Generating the Key for the First Node or for a Unity Server - Advanced SQL Engine - Teradata Database

Security Administration

Product
Advanced SQL Engine
Teradata Database
Release Number
17.05
17.00
Published
September 2020
Language
English (United States)
Last Update
2021-01-23
dita:mapPath
ied1556235912841.ditamap
dita:ditavalPath
lze1555437562152.ditaval
dita:id
B035-1100
lifecycle
previous
Product Category
Teradata Vantageā„¢

Use the ktpass command to create the key for the first Teradata Vantage node in a system, or for a Unity server. The keytab file is created in the directory from which the command is issued unless you use -out keytab_filename to specify another location.

Generate the keys for each Unity server individually. Key generation for additional Unity servers does not follow the same rules as generating keys for additional nodes in a database system.
ktpass -princ  SPN  -mapuser [node_name|unity_server_name] -pass  password  -ptype KRB5_NT_PRINCIPAL -out  keytab_filename

where:

Syntax Element Description
-princ SPN The SPN for a Teradata Vantage node or Unity server, as defined in Determining the SPN for Each Node and Unity Server.
-mapuser node_name The name of a Teradata Vantage node or Unity server created in step 4 of Creating an Active Directory User for Each Node and Unity Server.
-pass password The Password for the user represented by the node or Unity server name.
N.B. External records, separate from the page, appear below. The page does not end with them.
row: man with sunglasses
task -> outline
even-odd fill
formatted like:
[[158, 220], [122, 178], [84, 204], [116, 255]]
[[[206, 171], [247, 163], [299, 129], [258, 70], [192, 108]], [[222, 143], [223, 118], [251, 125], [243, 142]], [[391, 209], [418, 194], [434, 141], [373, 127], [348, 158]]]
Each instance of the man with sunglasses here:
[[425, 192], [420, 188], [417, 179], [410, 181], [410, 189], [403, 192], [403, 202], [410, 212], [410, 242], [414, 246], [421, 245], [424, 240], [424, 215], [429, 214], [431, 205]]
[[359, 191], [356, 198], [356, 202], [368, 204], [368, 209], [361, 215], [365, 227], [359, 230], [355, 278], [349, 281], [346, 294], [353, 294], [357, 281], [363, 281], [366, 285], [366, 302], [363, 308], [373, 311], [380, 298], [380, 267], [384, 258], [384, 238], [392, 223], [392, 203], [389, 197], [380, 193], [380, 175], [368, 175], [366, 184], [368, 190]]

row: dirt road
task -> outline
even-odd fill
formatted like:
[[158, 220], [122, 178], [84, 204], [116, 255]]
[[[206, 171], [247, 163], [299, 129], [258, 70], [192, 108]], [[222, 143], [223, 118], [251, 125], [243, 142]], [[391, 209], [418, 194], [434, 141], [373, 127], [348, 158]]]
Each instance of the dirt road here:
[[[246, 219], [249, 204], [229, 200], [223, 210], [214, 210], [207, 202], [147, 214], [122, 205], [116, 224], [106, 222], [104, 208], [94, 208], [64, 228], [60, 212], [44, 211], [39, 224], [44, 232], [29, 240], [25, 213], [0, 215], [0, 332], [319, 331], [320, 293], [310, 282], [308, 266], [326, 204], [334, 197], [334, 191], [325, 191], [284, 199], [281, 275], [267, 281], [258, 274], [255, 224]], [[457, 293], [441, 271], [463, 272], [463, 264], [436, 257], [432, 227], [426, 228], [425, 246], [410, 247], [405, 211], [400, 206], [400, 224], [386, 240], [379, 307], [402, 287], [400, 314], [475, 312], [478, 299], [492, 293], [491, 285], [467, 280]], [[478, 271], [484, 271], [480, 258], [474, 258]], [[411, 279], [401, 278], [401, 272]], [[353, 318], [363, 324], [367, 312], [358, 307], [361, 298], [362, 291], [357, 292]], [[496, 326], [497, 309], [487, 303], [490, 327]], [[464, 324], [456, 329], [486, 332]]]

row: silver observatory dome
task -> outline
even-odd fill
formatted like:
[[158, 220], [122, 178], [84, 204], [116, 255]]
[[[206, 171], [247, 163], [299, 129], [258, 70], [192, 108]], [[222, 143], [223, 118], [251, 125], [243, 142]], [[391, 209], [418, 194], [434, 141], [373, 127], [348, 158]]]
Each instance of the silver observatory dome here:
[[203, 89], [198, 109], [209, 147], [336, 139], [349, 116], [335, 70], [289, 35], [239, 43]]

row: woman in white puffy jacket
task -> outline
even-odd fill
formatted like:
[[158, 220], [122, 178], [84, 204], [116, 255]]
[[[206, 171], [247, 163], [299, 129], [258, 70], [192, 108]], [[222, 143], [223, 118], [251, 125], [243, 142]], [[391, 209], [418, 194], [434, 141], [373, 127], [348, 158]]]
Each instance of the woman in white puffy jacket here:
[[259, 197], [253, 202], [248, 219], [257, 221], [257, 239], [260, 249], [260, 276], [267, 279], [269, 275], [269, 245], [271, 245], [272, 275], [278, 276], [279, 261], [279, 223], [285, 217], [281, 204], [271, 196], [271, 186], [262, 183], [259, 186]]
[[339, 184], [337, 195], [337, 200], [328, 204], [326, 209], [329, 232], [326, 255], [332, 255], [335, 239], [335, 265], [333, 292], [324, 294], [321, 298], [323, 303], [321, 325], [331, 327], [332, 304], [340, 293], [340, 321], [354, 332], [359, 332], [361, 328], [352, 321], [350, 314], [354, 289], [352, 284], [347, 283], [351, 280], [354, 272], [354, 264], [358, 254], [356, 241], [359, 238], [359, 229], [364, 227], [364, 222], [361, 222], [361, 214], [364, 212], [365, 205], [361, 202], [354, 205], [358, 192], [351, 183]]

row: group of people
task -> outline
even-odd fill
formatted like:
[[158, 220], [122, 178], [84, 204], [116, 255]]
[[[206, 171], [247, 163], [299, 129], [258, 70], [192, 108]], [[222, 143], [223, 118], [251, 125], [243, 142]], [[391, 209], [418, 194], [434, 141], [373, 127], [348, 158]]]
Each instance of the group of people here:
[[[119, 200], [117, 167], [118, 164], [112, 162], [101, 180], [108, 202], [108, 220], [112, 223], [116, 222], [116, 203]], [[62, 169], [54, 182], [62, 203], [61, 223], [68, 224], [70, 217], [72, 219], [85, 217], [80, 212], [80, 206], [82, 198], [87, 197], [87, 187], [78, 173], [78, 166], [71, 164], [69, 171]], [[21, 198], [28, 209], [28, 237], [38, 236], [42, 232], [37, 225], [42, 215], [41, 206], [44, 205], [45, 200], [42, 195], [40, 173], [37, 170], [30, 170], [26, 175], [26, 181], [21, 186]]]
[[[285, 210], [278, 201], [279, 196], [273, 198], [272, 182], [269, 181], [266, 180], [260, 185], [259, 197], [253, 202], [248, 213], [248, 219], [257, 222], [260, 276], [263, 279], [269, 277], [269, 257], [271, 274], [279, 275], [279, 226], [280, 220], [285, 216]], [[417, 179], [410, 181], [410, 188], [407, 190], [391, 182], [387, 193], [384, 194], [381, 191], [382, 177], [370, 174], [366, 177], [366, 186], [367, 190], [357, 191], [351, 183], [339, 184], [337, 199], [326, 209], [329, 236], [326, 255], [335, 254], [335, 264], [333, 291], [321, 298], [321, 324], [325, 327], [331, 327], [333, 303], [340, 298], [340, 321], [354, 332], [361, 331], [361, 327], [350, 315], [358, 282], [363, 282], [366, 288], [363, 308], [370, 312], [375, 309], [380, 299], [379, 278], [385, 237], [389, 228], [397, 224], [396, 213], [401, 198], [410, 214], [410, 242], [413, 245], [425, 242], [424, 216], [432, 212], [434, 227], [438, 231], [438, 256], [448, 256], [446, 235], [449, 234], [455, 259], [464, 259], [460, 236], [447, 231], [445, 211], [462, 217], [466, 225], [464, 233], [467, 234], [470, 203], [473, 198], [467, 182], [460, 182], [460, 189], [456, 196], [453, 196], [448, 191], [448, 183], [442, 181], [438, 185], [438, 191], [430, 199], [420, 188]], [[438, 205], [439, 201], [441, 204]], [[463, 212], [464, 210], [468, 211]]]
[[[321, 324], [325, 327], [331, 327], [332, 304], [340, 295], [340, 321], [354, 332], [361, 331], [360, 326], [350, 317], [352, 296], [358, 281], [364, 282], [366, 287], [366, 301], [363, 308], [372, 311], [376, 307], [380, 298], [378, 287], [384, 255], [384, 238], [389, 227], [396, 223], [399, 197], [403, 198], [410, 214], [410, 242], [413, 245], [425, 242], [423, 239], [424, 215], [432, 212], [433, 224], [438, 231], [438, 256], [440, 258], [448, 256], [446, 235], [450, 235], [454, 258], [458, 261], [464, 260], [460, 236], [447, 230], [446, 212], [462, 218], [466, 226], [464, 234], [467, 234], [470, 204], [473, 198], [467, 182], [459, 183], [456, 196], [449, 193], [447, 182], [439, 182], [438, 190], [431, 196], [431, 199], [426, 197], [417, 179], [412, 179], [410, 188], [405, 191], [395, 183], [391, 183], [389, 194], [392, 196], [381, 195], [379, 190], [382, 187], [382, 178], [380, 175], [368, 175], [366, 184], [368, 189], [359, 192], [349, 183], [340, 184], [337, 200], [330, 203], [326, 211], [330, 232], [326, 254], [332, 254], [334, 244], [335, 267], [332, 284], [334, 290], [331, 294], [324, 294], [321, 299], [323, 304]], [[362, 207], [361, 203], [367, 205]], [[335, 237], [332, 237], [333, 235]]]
Use the password assigned to the name in step 6 of Creating an Active Directory User for Each Node and Unity Server.
-ptype KRB5_NT_PRINCIPAL The principal name type.

The example value, KRB5_NT_PRINCIPAL, is the same for all systems.

Specify the -ptype exactly as shown for all Kerberos setups.

-out keytab_filename The name of the keytab file to which the keys are written, for example, domain_name.sys_name.keytab, where:
  • domain_name is included to differentiate among the separate keytab files required for multiple domains, if present.
  • sys_name names of a Teradata Vantage system or Unity server in the domain.
    If the Active Directory KDC serves more than one Vantage system or Unity server, you must create a keytab file for each one using a unique sys_name.
The order in which the ktpass parameters appear is not important.